米メディア大手ワーナー・ブラザース・ディスカバリー(WBD)の買収をめぐる争奪戦が、パラマウント・スカイダンスによる全社買収で決着に向かっています。当初は動画配信大手ネットフリックスがスタジオ部門やストリーミングサービス(HBO Max)を約827億ドル(約12.4兆円)で取得する計画でした。
ネットのストリーミング企業が老舗映画スタジオを飲み込む構図として注目を集めたものの、その後パラマウントがケーブルテレビや報道部門を含む全事業について、1株当たり31ドル、総額約1100億ドル(約17兆円)規模の買収案を示し、交渉の構図が一変しました。
WBD取締役会は当初ネットフリックス案を支持していましたが、パラマウントの1株31ドルとする修正案を受けて、ネットフリックス案より優位と判断し、方針を転換。
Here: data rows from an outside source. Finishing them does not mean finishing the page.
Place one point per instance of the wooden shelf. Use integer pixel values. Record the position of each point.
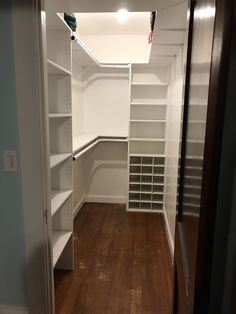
(59, 115)
(58, 198)
(59, 241)
(56, 69)
(56, 159)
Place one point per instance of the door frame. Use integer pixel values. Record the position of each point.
(30, 94)
(212, 154)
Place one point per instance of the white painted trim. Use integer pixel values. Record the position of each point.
(134, 210)
(105, 199)
(78, 207)
(4, 309)
(169, 236)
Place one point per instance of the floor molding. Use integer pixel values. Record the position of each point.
(169, 236)
(5, 309)
(78, 207)
(105, 199)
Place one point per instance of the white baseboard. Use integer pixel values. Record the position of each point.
(77, 208)
(105, 199)
(138, 210)
(169, 236)
(5, 309)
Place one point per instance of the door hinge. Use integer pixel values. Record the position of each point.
(45, 214)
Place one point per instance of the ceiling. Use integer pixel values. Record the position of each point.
(109, 40)
(108, 24)
(109, 5)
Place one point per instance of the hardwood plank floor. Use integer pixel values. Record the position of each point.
(122, 264)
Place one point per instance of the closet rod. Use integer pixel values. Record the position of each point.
(76, 39)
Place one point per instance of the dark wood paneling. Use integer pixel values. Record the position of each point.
(122, 264)
(213, 140)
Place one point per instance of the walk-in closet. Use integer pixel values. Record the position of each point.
(113, 112)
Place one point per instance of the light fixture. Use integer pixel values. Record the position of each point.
(122, 15)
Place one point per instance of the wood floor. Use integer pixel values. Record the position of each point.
(122, 264)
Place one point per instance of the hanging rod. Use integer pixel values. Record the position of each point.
(76, 39)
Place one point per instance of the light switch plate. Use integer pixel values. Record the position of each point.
(9, 159)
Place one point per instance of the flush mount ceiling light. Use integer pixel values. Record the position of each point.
(122, 15)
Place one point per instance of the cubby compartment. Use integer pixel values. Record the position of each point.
(157, 206)
(60, 135)
(146, 169)
(195, 149)
(158, 180)
(61, 176)
(59, 94)
(148, 147)
(155, 130)
(146, 188)
(158, 188)
(134, 196)
(159, 170)
(135, 169)
(134, 187)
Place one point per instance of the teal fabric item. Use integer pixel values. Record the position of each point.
(71, 21)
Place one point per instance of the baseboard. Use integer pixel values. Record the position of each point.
(169, 236)
(138, 210)
(105, 199)
(5, 309)
(77, 208)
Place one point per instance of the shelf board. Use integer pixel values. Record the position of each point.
(58, 198)
(148, 84)
(162, 103)
(149, 165)
(56, 159)
(56, 69)
(59, 241)
(148, 121)
(146, 155)
(147, 139)
(59, 115)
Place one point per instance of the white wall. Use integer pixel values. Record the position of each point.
(77, 99)
(106, 173)
(172, 145)
(100, 105)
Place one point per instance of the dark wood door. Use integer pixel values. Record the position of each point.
(205, 87)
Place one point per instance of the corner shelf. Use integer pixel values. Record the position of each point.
(56, 69)
(58, 198)
(56, 159)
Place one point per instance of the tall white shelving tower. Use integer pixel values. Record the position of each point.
(58, 39)
(148, 106)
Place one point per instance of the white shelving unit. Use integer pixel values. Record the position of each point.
(58, 39)
(148, 106)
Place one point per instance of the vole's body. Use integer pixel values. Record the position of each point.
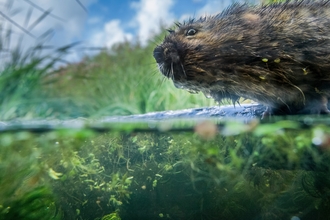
(278, 55)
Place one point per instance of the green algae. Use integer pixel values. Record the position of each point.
(247, 170)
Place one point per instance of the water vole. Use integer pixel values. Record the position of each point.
(277, 55)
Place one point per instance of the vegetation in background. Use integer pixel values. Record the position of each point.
(277, 170)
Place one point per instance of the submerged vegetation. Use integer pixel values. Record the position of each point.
(266, 171)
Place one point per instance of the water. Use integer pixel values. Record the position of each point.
(173, 167)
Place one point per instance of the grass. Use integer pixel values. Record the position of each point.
(122, 81)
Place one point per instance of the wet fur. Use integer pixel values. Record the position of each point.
(277, 55)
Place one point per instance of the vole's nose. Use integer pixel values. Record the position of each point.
(159, 54)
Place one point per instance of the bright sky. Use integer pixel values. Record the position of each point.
(106, 21)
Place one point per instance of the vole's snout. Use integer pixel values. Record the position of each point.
(159, 54)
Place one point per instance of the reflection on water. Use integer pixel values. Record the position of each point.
(198, 170)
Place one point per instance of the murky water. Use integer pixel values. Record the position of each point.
(157, 168)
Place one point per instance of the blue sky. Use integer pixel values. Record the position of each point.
(105, 23)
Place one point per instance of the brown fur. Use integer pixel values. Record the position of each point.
(278, 55)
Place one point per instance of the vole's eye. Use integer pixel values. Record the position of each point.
(191, 32)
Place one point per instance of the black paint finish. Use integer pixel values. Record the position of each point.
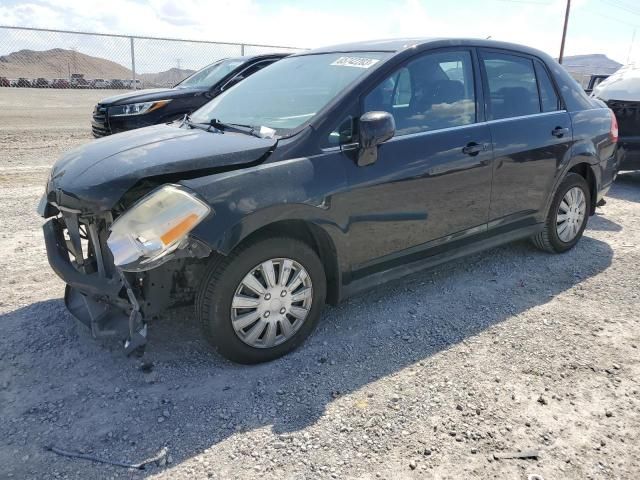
(428, 197)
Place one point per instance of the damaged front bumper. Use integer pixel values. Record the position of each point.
(109, 301)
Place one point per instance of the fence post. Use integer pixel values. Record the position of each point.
(133, 65)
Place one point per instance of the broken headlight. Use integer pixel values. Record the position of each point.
(154, 227)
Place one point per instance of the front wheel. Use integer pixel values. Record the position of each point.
(263, 300)
(567, 217)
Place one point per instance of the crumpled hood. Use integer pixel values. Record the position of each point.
(95, 176)
(150, 95)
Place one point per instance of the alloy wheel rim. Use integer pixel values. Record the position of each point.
(271, 303)
(571, 214)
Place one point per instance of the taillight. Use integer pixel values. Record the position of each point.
(613, 133)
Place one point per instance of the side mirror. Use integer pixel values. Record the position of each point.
(375, 128)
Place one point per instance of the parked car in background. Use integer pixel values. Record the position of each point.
(142, 108)
(60, 83)
(326, 173)
(131, 84)
(621, 92)
(594, 81)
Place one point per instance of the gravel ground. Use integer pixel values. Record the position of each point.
(427, 377)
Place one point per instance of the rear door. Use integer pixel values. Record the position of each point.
(531, 134)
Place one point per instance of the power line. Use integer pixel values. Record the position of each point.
(621, 6)
(602, 15)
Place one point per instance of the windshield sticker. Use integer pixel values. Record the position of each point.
(358, 62)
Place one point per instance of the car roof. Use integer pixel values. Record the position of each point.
(398, 45)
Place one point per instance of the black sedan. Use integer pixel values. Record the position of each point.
(142, 108)
(329, 172)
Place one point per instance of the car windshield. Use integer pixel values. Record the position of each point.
(209, 76)
(290, 92)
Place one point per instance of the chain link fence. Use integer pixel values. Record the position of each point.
(42, 58)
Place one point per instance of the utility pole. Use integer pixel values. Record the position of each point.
(564, 31)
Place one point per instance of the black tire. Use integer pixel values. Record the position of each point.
(222, 278)
(548, 239)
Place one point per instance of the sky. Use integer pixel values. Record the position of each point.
(595, 26)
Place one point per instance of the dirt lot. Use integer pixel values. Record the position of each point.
(427, 377)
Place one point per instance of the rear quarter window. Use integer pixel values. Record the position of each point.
(513, 90)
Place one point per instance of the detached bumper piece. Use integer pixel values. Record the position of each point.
(96, 295)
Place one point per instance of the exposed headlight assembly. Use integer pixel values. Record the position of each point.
(155, 226)
(136, 108)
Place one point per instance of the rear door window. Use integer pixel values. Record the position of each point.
(513, 90)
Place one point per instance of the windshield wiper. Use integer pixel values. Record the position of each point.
(229, 127)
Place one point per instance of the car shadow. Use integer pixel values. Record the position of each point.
(190, 399)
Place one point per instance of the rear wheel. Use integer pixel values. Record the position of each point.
(263, 300)
(567, 217)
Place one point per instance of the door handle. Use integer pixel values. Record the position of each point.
(473, 148)
(560, 132)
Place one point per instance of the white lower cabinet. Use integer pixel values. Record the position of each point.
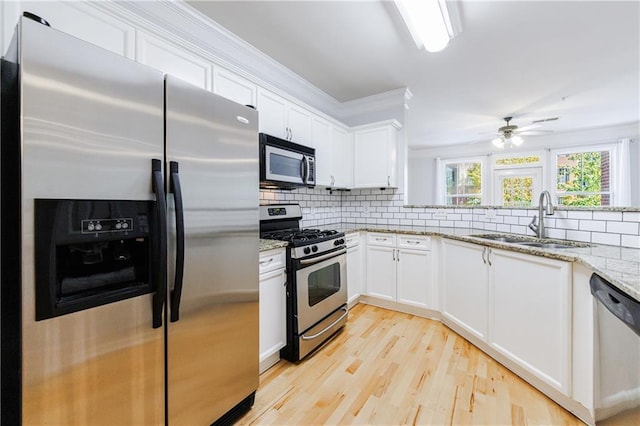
(530, 314)
(518, 304)
(465, 286)
(354, 267)
(273, 299)
(399, 268)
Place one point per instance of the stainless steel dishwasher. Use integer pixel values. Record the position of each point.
(617, 354)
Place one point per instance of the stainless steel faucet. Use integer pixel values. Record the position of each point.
(539, 228)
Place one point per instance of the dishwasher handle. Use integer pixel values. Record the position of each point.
(619, 304)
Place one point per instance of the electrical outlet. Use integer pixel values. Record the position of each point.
(440, 214)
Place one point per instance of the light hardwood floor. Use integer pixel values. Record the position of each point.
(390, 368)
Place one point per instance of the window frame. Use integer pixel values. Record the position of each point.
(442, 179)
(614, 164)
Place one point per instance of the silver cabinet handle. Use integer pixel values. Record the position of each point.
(303, 337)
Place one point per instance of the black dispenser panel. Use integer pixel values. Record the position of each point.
(91, 252)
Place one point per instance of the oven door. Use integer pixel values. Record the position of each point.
(321, 287)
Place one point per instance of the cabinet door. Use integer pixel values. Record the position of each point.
(234, 87)
(272, 110)
(273, 332)
(299, 122)
(414, 278)
(173, 60)
(354, 273)
(375, 156)
(342, 158)
(465, 286)
(322, 142)
(381, 272)
(530, 314)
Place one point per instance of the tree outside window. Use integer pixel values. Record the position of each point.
(583, 178)
(463, 182)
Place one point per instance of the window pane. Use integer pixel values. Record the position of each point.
(462, 180)
(584, 178)
(517, 191)
(531, 159)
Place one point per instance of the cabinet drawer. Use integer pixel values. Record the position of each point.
(352, 239)
(417, 242)
(272, 260)
(381, 239)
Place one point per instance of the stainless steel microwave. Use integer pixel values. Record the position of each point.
(286, 165)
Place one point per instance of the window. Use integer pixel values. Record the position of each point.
(463, 182)
(583, 178)
(517, 179)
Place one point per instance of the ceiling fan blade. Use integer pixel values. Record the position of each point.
(534, 132)
(525, 128)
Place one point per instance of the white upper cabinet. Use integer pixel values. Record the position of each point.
(234, 87)
(173, 60)
(272, 111)
(322, 141)
(77, 19)
(281, 118)
(342, 158)
(375, 155)
(299, 121)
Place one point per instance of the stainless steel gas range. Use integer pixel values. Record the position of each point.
(316, 279)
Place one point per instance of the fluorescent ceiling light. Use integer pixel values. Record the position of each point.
(510, 141)
(428, 22)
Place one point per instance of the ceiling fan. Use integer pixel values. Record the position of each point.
(509, 134)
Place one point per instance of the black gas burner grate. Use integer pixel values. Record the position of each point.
(298, 236)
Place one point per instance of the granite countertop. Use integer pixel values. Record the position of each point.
(618, 265)
(271, 244)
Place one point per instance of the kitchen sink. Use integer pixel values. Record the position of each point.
(531, 241)
(506, 238)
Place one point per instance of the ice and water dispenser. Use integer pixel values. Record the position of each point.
(92, 252)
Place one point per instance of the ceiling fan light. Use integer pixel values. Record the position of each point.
(428, 22)
(498, 142)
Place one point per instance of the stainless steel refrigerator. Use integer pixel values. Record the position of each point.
(129, 253)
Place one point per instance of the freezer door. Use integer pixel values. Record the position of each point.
(213, 342)
(91, 123)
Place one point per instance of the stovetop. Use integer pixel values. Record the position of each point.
(300, 237)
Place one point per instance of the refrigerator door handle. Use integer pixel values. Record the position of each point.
(176, 190)
(161, 241)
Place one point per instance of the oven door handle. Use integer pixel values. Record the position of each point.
(323, 257)
(315, 336)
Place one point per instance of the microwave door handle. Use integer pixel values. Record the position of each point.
(176, 189)
(161, 244)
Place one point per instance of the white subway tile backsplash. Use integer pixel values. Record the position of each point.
(579, 236)
(592, 225)
(579, 215)
(604, 238)
(623, 227)
(607, 215)
(631, 241)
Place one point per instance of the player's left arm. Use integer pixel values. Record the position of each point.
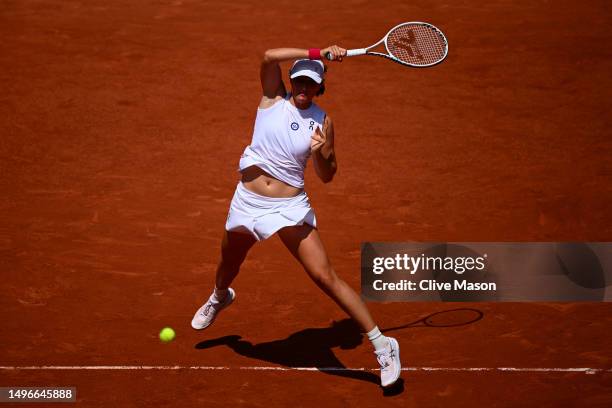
(323, 154)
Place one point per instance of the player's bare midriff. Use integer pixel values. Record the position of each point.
(260, 182)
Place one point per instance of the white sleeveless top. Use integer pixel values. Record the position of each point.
(281, 140)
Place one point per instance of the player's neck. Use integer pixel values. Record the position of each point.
(303, 106)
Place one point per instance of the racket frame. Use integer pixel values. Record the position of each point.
(366, 51)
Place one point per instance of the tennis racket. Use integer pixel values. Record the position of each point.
(413, 44)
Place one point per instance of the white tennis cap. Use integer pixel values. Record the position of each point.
(313, 69)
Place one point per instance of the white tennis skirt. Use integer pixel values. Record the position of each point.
(263, 216)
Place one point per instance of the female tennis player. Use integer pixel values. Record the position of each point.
(270, 198)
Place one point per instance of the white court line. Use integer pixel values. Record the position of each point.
(585, 370)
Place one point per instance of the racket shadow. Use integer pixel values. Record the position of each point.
(310, 347)
(446, 318)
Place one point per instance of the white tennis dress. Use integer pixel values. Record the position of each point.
(280, 147)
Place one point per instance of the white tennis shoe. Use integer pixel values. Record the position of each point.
(390, 365)
(206, 315)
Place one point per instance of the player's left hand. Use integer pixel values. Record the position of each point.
(317, 140)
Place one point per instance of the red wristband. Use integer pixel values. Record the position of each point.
(314, 53)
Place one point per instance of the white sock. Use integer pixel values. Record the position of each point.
(379, 341)
(219, 294)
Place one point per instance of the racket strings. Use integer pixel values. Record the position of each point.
(417, 44)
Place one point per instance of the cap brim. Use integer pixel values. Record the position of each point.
(312, 75)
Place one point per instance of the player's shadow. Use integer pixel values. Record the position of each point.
(306, 348)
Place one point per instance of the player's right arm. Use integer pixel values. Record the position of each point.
(270, 72)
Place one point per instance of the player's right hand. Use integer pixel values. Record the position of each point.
(336, 53)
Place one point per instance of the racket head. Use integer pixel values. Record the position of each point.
(416, 44)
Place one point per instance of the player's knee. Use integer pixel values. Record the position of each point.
(326, 278)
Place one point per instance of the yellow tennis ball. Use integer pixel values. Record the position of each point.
(167, 334)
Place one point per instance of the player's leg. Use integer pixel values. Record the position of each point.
(234, 248)
(306, 246)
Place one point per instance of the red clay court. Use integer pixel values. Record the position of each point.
(121, 128)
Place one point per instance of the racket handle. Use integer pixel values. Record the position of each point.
(349, 53)
(355, 52)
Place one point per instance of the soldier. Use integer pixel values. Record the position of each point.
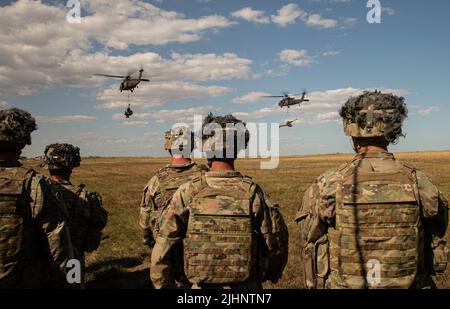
(374, 222)
(230, 233)
(158, 192)
(34, 238)
(87, 217)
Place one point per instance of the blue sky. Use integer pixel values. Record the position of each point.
(221, 56)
ネットフリックスは2月26日、対抗入札を断念して交渉から撤退すると発表しました。これによりパラマウントによる買収が確定的な情勢となりました。
WBDの業績悪化も、今回の売却の背景にあります。同社は映画、報道、ケーブルテレビ、ストリーミングを含む複合メディア企業ですが、テレビ離れやコンテンツ制作費の高騰で収益環境が悪化。2025年第4四半期も最終赤字が続いており、多額の負債を抱えた状態となっています。スタジオ事業では興行収入の不振が続き、配信事業は加入者が増えたものの利益の伸びは限定的です。
一方のパラマウント・スカイダンスは、映画会社パラマウント・ピクチャーズに加え、米三大ネットワークの一つCBSを傘下に持つ巨大メディアグループです。CEOのデービッド・エリソン氏は「両社の遺産を尊重しながら、視聴者や株主への価値を高める」とコメントしており、取引は独占禁止法審査や株主承認を経て、2026年12月末までの完了を想定しています。
トランプ政権の政治介入と規制審査、今後の課題
今回の買収劇では、報道局CNNの扱いとトランプ政権の政治的介入が焦点です。トランプ大統領はかねてCNNを批判しており、ネットフリックス案がCNNを含まない一部買収だったのに対し、パラマウント案はCNNを含む全事業が対象。トランプ政権と関係が深いとされるエリソン家による買収が「CNNを通じた報道への影響力強化につながるのではないか」との懸念も出ています。
連邦通信委員会(FCC)のブレンダン・カー委員長はパラマウント案について「迅速に承認される」との見通しを示しており、司法省の独占禁止法審査も含めて承認される公算が大きい状況です。なお規制当局の承認が得られない場合、パラマウントはWBDに70億ドルの違約金を支払うことになっています。
市場はネットフリックスの撤退を好感し、同社株は発表後に上昇。一方でパラマウント株は多額の買収費用への懸念から大幅に下落しており、今後の財務負担の重さを反映した形です。